Resulta que estaba en mi carro esperando a mis papás mientas ellos hacían las compras en la feria del agricultor, como cada sábado por la mañana. En mis manos no podía faltar un libro, primero porque soy adicta a la lectura, y segundo, porque es parte de mi introversión.
Mientras me consumía entre las letras, escuché una voz de un señor un tanto mayor que me preguntaba: "Disculpe que la interrumpa, ¿qué está leyendo?". Esta vez estaba por terminar la biografía de la Familia Kennedy, escrita por Ted. Así que volteé a mirarlo, le contesté un poco seria y le mostré la cubierta. Una sola pregunta con una respuesta tan sencilla bastó para que entabláramos una conversación acerca de los libros y su valor. Debo reconocer que aunque temía que la charla se hiciera larga, tenía cierta curiosidad por saber a dónde iba a terminar.
Pues bien, entre recomendaciones de lectura, anécdotas de clubes de libros y comentarios acerca de la diferencia entre conversar con una persona que lee y otra que no, terminamos siendo amigos por unos minutos. Él me dio su nombre y yo le di el mío. Luego nos despedimos con una gran sonrisa. Así cerramos nuestro diálogo literario. Así, como suele sucederme cada vez que entablo una conversación con una persona mayor.
Y a pesar de que soy de pocas palabras y de que me cuesta mucho entrar en confianza, debo admitir que disfruto mucho esos momentos.
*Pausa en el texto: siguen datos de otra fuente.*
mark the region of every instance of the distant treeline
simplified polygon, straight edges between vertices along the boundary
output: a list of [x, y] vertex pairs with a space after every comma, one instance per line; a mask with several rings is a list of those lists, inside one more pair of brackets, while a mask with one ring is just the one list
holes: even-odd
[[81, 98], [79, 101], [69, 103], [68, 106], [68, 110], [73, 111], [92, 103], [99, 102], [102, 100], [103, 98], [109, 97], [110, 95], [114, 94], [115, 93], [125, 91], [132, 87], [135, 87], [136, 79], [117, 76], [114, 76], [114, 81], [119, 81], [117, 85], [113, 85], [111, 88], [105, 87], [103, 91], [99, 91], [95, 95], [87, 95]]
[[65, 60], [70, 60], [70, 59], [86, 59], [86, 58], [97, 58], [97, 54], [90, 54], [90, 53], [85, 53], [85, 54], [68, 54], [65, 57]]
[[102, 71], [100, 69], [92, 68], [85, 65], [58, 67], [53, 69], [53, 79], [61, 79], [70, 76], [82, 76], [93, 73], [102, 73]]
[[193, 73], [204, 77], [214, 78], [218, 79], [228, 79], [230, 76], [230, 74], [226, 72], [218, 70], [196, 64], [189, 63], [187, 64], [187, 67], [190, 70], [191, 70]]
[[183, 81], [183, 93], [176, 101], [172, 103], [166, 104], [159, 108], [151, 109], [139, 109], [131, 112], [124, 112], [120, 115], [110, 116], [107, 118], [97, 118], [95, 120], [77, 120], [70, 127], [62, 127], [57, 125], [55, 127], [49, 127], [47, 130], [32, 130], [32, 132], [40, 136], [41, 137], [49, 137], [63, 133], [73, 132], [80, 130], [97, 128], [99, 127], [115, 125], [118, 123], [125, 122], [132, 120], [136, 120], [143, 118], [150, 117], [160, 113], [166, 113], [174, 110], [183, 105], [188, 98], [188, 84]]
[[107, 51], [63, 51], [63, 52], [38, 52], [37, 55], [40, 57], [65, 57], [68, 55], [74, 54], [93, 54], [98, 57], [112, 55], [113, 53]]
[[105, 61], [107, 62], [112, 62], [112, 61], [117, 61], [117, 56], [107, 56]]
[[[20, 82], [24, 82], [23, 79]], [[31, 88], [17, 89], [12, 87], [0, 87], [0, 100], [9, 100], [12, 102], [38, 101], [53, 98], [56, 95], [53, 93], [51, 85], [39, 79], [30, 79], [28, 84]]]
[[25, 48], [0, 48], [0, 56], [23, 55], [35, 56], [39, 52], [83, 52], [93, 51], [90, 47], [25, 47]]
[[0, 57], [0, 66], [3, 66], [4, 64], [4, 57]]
Al igual que cuando puedo ayudar a alguien a encontrar una solución, o cuando puedo brindar algún tipo de información útil, o simplemente hacer que otra persona se sienta bien (o mejor aún, cuando la gente recuerda que la hice sentir bien en alguna ocasión).
Esa satisfacción que me llena luego de ver la sonrisa de agradecimiento y felicidad genuinas en los demás no es comparable con nada. Es una emoción tan gratificante que me energiza y me motiva a ser mejor persona, a querer diseminar la felicidad por el mundo entero. Y aunque sé que puede sonar un poco ingenuo -hasta utópico si se quiere- mi deseo es que cada persona pueda ser capaz de experimentar diariamente la alegría en su corazón, al menos por unos instantes, como un remedio para aliviar el dolor, o apalear la soledad, o simple y llanamente para enaltecer el espíritu y recobrar algunas fuerzas para continuar enfrentando la vida. Por eso es que siempre sonrío (y me río), escucho y abrazo; porque alimenta mi ser y me permite impactar positivamente la vida de alguien más.
Debo reconocer que a veces no es fácil, pero cuando la felicidad se vuelve un estilo de vida y un estado mental la necesidad de contagiar al mundo con alegría se vuelve un acto natural (y viral). Hoy, cuando todavía me pregunto cuál es la razón por la que estoy en este planeta y cuando cuestiono casi todo lo que hago, encuentro un ápice de respuesta luego de conversar con personas como mi amigo literato. A lo mejor nunca me lo pregunté pero siempre lo supe: el propósito de mi vida es que seas feliz y te sintás como una persona plena, aunque sea por un minuto. ¿Has tratado de averiguar cuál es el tuyo?